为了设计出得分高的策略，我的函数要分析自己和对手到当前为止已给出的行为，预测对方的下一次行为。给出自己的反应时，我们还要考虑到，自己如此行动会成为此后博弈的已知信息，这会不会影响未来的合作？总之，我们需要预测对方的行动，做出最有利于多次博弈总收益的回应。最好是能猜出对方的策略函数。比如说，“一报还一报”策略可能被很多人采纳，那么我可以在我的策略函数中设置一些判断条件。如果对方真的采用“一报还一报”策略，最有利于我的策略就是永远选择合作。模拟循环赛的程序并不难，只有判断最佳应答策略时程序稍微有些复杂，具体的算法见后。

2.2、编程实现与要点说明

2.2.1、策略函数

每个人的策略函数，输入自己到当前为止已给出的行为me和对手到当前为止已给出的行为him，返回下一次的行为合作C或背叛D。

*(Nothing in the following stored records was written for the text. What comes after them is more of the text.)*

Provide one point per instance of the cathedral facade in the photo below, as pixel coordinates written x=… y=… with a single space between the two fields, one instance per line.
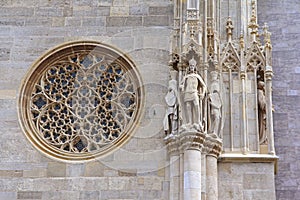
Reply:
x=144 y=99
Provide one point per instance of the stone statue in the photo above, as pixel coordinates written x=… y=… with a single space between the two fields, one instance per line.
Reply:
x=193 y=89
x=215 y=103
x=171 y=118
x=261 y=112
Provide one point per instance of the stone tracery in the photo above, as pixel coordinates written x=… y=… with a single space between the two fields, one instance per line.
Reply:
x=83 y=101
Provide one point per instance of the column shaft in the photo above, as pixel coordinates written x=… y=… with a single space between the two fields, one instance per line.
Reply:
x=211 y=178
x=192 y=174
x=174 y=177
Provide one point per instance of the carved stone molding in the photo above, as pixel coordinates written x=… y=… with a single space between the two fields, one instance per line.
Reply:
x=80 y=100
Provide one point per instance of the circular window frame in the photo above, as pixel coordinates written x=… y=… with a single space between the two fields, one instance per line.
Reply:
x=41 y=65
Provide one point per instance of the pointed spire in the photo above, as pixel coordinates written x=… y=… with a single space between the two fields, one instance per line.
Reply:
x=253 y=22
x=242 y=41
x=229 y=29
x=267 y=36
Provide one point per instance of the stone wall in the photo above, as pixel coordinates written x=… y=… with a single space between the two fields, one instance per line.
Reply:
x=246 y=181
x=283 y=19
x=138 y=28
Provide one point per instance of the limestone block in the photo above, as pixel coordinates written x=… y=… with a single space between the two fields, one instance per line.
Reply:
x=156 y=20
x=7 y=94
x=16 y=11
x=49 y=11
x=124 y=21
x=192 y=160
x=11 y=173
x=35 y=173
x=91 y=195
x=139 y=9
x=8 y=195
x=56 y=169
x=124 y=2
x=236 y=86
x=66 y=195
x=119 y=11
x=160 y=10
x=258 y=181
x=192 y=180
x=75 y=170
x=94 y=169
x=122 y=183
x=29 y=195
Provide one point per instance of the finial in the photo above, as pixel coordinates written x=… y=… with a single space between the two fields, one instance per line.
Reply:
x=229 y=28
x=253 y=24
x=192 y=62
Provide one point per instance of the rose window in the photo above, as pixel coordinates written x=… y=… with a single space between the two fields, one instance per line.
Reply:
x=80 y=101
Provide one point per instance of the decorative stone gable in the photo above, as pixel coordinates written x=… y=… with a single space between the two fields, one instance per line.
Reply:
x=220 y=91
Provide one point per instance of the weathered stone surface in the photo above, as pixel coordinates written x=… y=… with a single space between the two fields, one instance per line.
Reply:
x=140 y=28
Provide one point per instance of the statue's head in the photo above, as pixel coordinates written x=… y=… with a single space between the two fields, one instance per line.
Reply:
x=214 y=75
x=192 y=64
x=260 y=85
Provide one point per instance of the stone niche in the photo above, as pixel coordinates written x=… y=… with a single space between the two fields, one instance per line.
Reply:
x=219 y=116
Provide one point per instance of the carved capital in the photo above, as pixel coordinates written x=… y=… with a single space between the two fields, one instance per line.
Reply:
x=172 y=145
x=191 y=140
x=243 y=75
x=269 y=73
x=213 y=145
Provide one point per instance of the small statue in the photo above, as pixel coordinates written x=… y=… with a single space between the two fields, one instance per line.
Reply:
x=215 y=102
x=171 y=118
x=261 y=112
x=193 y=88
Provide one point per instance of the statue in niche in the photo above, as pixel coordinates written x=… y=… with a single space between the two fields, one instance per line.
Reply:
x=171 y=117
x=215 y=103
x=261 y=112
x=192 y=4
x=193 y=89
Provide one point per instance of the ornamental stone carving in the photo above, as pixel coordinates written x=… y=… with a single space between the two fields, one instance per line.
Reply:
x=80 y=101
x=193 y=92
x=215 y=103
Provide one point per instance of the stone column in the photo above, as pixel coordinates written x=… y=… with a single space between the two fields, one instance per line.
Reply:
x=213 y=147
x=191 y=144
x=269 y=110
x=174 y=191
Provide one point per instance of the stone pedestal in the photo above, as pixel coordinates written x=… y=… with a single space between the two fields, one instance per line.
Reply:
x=192 y=174
x=174 y=193
x=185 y=150
x=191 y=146
x=213 y=146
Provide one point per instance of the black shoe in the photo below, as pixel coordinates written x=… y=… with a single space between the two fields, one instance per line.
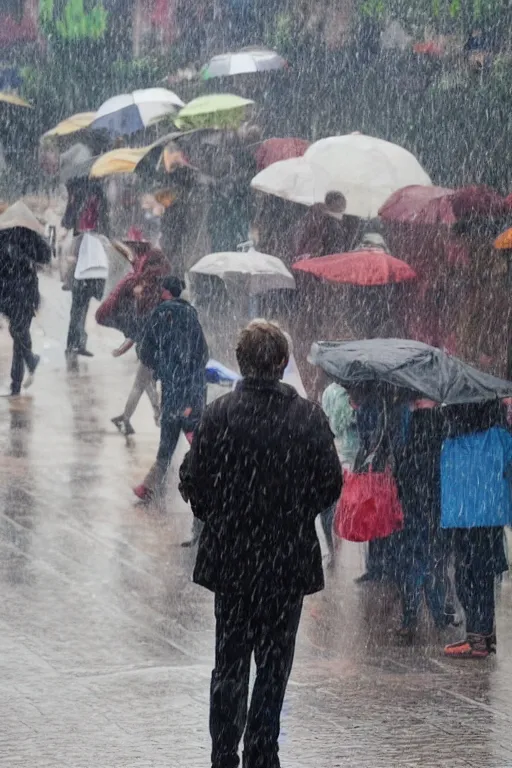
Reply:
x=190 y=543
x=368 y=576
x=123 y=425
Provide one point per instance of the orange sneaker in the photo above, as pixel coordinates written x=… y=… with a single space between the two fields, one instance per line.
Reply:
x=473 y=647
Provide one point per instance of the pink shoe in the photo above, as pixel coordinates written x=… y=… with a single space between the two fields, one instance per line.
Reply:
x=143 y=493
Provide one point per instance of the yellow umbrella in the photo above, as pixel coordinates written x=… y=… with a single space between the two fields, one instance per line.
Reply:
x=504 y=241
x=12 y=98
x=122 y=160
x=71 y=124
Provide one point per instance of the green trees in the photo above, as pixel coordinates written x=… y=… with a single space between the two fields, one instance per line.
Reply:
x=72 y=21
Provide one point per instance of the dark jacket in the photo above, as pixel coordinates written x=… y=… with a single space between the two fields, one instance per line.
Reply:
x=19 y=285
x=262 y=466
x=175 y=349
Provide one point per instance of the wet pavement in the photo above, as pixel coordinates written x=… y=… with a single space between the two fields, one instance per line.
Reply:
x=106 y=646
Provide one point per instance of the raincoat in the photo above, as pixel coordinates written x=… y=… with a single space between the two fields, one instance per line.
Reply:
x=175 y=349
x=262 y=466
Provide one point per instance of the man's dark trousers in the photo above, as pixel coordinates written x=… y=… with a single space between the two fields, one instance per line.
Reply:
x=266 y=625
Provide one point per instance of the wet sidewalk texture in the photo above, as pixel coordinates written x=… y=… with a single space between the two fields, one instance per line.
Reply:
x=106 y=647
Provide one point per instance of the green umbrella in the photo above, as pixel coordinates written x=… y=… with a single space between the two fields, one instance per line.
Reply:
x=218 y=110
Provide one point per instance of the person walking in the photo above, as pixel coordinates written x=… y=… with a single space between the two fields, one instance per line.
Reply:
x=175 y=349
x=128 y=308
x=261 y=467
x=19 y=301
x=89 y=279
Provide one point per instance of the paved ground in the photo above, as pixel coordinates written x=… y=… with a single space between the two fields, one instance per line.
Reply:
x=106 y=645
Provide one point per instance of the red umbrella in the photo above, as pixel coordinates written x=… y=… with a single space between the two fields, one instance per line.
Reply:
x=405 y=204
x=439 y=206
x=274 y=150
x=371 y=266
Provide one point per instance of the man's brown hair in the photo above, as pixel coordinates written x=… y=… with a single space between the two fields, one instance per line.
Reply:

一个最典型的策略函数是“一报还一报”。如果对方上一次选择合作，亦即if him[i-1]=='C'，我这一次就选择合作'C'；否则就选择背叛'D'。

# 一报还一报的策略函数
def p7(i, me, him):
    if i == 0:
        return 'C'
    else:
        if him[i-1] == 'C':
            return 'C'
        else:
            return 'D'

老师提供了一个devil策略。如果对方上一次选择合作，devil就选择背叛；对方上一次背叛，devil就合作。

# devil的策略函数
def devil(i, me, him):
    if i == 0:
        return 'D'
    else:
        if him[i-1] == 'C':
            return 'D'
        else:
            return 'C'

我的策略函数则稍微复杂一些。我在函数里加入了一些判断条件，试图预测对方的策略，从而给出自己的反应。

前四次我都选择合作，从而获取对方的四次反应数据。

# 预测对方策略进而给出自己的策略函数
def p10(i, me, him):
    if i in [0, 1, 2, 3]:
        return 'C'

接着，我开始预测对方的策略函数。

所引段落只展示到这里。